Ces cas révèlent un angle mort fréquent : les associations et fédérations détiennent souvent des données bien plus sensibles qu’elles ne le réalisent, sans protection adaptée à leur criticité.
III. Qui attaque, et pourquoi ?
🤔Vous devez certainement vous demander : qui sont les personnes
menant des cyber attaques ? On vous en parle juste ici et on déconstruit le stéréotype autour du hacker.
1 I Des groupes organisés comme des entreprises
Oubliez l’image du hacker isolé. Les groupes qui mènent les attaques les plus importantes en 2025 fonctionnent comme des entreprises, avec des spécialisations, des partenariats et des modèles économiques élaborés.
Le groupe DragonForce s’est officiellement structuré comme tel, permettant à plusieurs organisations criminelles d’opérer sous leur propre nom en s’appuyant sur une infrastructure mutualisée. Plus
résilients face aux démantèlements, moins dépendants d’un seul vecteur d’attaque.

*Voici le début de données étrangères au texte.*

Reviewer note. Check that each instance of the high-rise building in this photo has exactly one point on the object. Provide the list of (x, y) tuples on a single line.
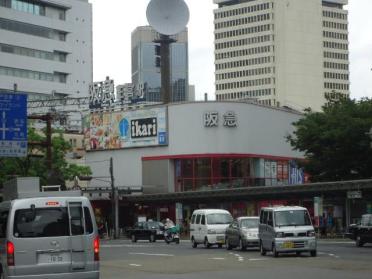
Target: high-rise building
[(146, 64), (282, 53), (46, 47)]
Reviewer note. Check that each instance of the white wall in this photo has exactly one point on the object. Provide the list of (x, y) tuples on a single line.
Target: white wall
[(78, 45)]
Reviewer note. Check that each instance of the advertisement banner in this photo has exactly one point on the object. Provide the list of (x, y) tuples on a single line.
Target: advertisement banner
[(125, 129), (296, 174)]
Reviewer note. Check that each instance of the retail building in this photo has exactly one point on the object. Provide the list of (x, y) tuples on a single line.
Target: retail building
[(194, 147)]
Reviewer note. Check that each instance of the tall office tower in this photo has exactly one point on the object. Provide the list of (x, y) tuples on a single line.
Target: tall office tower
[(146, 64), (46, 47), (281, 52)]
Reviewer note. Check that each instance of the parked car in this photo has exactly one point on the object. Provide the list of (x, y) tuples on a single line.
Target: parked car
[(150, 230), (49, 237), (286, 229), (362, 232), (242, 233), (208, 226)]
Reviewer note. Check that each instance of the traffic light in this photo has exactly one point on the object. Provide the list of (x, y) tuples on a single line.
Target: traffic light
[(157, 56)]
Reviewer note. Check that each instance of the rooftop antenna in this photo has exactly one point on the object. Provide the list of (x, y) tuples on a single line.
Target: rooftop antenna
[(167, 17)]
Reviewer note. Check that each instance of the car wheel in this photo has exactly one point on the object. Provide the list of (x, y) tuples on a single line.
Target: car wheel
[(228, 245), (262, 250), (275, 252), (358, 241), (193, 242), (134, 238), (241, 245), (152, 238), (206, 243)]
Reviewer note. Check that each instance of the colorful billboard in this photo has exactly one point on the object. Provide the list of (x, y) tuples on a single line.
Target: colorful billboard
[(125, 129)]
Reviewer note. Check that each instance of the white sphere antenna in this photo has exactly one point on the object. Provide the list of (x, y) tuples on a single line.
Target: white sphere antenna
[(168, 17)]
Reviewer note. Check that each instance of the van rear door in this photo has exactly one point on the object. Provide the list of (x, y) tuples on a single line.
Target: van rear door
[(77, 240), (41, 240)]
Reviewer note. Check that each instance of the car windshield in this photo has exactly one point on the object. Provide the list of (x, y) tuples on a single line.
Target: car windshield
[(366, 220), (292, 218), (43, 222), (219, 218), (249, 223), (153, 225)]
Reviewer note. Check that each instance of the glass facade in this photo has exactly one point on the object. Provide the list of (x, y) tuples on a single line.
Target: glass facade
[(30, 29), (56, 56), (35, 8), (197, 174), (146, 70), (28, 7), (55, 77)]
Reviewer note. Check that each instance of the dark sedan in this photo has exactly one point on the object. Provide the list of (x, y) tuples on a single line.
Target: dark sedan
[(362, 232), (150, 230), (242, 233)]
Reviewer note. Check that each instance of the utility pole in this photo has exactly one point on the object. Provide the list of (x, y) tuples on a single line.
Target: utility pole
[(48, 143), (113, 200)]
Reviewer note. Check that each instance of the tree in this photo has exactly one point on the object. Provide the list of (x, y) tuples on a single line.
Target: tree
[(336, 142), (35, 162)]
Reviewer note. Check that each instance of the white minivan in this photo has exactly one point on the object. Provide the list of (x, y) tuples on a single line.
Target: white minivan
[(208, 226), (286, 229), (49, 237)]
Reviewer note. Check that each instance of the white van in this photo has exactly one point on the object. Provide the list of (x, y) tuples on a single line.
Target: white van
[(50, 237), (208, 226), (286, 229)]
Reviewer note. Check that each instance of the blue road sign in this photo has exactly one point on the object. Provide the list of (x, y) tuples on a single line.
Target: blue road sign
[(13, 125)]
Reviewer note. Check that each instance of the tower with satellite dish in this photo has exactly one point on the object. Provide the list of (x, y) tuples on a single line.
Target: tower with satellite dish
[(167, 17)]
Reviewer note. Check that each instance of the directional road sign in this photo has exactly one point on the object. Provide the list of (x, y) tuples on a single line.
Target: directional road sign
[(13, 125)]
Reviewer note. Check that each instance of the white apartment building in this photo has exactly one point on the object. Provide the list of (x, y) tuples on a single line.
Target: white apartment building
[(46, 47), (282, 53)]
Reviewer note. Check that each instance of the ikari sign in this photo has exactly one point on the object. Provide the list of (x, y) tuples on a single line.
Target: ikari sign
[(144, 128), (126, 129)]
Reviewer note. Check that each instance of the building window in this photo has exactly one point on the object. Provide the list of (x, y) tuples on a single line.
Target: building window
[(31, 29), (60, 77)]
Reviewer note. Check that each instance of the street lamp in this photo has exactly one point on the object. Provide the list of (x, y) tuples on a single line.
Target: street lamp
[(370, 135)]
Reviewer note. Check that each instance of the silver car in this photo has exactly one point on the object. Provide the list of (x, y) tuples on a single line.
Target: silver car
[(242, 233), (48, 238)]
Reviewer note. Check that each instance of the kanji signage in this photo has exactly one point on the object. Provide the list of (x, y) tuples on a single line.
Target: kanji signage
[(211, 119), (101, 94), (13, 125)]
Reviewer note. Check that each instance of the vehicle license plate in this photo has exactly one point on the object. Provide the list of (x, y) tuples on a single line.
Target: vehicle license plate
[(288, 245), (220, 239), (52, 258), (56, 258)]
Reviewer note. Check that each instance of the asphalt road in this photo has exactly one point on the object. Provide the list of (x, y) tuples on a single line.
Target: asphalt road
[(336, 259)]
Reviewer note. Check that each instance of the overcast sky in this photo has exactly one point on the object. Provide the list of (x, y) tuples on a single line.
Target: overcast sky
[(114, 21)]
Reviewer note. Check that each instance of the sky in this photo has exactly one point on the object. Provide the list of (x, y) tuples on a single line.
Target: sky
[(114, 21)]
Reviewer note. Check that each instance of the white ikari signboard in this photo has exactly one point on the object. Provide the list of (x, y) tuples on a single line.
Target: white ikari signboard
[(125, 129)]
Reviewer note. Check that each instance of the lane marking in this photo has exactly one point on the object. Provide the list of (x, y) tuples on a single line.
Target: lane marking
[(124, 245), (135, 264), (150, 254)]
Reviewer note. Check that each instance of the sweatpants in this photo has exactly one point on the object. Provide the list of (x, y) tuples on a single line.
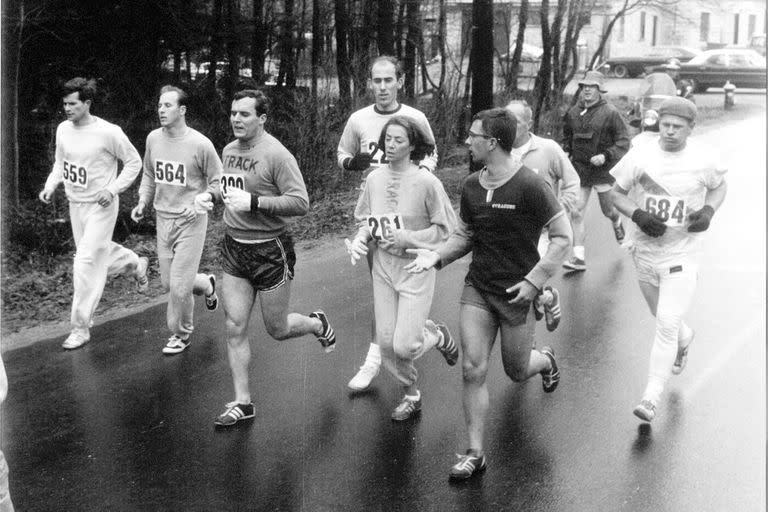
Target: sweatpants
[(675, 281), (96, 257), (179, 249), (401, 304)]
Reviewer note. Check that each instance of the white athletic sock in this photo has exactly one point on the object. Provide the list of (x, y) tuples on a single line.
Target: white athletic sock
[(374, 355), (414, 398)]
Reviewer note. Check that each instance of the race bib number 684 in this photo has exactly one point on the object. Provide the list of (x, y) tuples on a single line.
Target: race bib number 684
[(670, 209)]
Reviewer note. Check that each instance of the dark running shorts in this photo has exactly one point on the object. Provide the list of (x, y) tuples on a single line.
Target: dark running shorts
[(266, 265), (497, 305)]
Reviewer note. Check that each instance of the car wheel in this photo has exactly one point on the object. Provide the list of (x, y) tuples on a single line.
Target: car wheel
[(620, 71)]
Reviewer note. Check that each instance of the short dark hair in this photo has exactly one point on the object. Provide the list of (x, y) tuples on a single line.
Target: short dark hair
[(392, 60), (85, 89), (262, 101), (499, 123), (416, 137), (181, 95)]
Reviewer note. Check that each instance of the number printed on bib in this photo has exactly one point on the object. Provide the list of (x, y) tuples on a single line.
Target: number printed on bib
[(170, 173), (669, 209), (232, 180), (75, 174), (383, 225)]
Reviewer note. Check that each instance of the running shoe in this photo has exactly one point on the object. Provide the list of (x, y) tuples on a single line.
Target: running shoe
[(448, 346), (552, 310), (468, 466), (575, 264), (142, 280), (364, 376), (645, 410), (212, 300), (176, 344), (234, 412), (328, 337), (76, 339), (550, 378), (406, 409), (682, 357), (618, 232)]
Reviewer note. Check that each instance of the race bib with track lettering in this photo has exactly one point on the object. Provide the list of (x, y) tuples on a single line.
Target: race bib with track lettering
[(382, 226), (170, 173), (75, 174), (232, 180), (670, 209)]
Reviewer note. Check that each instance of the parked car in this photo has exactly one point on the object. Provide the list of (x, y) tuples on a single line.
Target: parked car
[(628, 67), (713, 68)]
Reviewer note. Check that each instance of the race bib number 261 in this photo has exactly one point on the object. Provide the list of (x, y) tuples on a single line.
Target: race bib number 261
[(381, 226), (669, 209)]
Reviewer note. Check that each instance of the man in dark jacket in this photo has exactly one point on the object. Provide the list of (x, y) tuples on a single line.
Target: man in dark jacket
[(595, 137)]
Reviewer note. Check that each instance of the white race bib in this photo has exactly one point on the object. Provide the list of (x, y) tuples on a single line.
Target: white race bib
[(170, 173), (231, 180), (75, 174), (670, 209), (382, 226)]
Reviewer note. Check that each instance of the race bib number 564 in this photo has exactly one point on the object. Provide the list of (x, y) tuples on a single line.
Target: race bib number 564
[(381, 226), (669, 209)]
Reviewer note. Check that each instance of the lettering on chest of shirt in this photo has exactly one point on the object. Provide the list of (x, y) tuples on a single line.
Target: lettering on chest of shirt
[(169, 172)]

2 I La géopolitique s’invite dans le cyber
L’une des évolutions les plus marquantes de 2025 : les États utilisent désormais le cyberespace comme un terrain d’affrontement à part entière. Le conflit russo-ukrainien a généré un flux continu d’attaques contre des infrastructures énergétiques, des médias et des institutions financières en Europe.
Des groupes de hacktivistes, des militants qui utilisent le piratage comme forme d’action politique, liés à la Russie ont ciblé des organisations européennes soutenant l’Ukraine, dont des structures françaises, espagnoles, italiennes et britanniques.
3 I Comment les attaquants entrent-ils ?
🚪Les portes d’entrée les plus courantes
Les équipes d’Advens sont intervenues sur plus d’une vingtaine d’incidents majeurs en 2025. Dans 80 % des cas, l’accès initial avait été obtenu grâce à des identifiants volés des couples nom d’utilisateur ou mot de passe compromis, parfois depuis des années.
Dès lors, une personne ou une organisation avec un système informatique peu sécurisé peut être une porte d’entrée vers des partenaires plus importants, ou simplement une cible rentable pour un ransomware réclamant quelques centaines d’euros.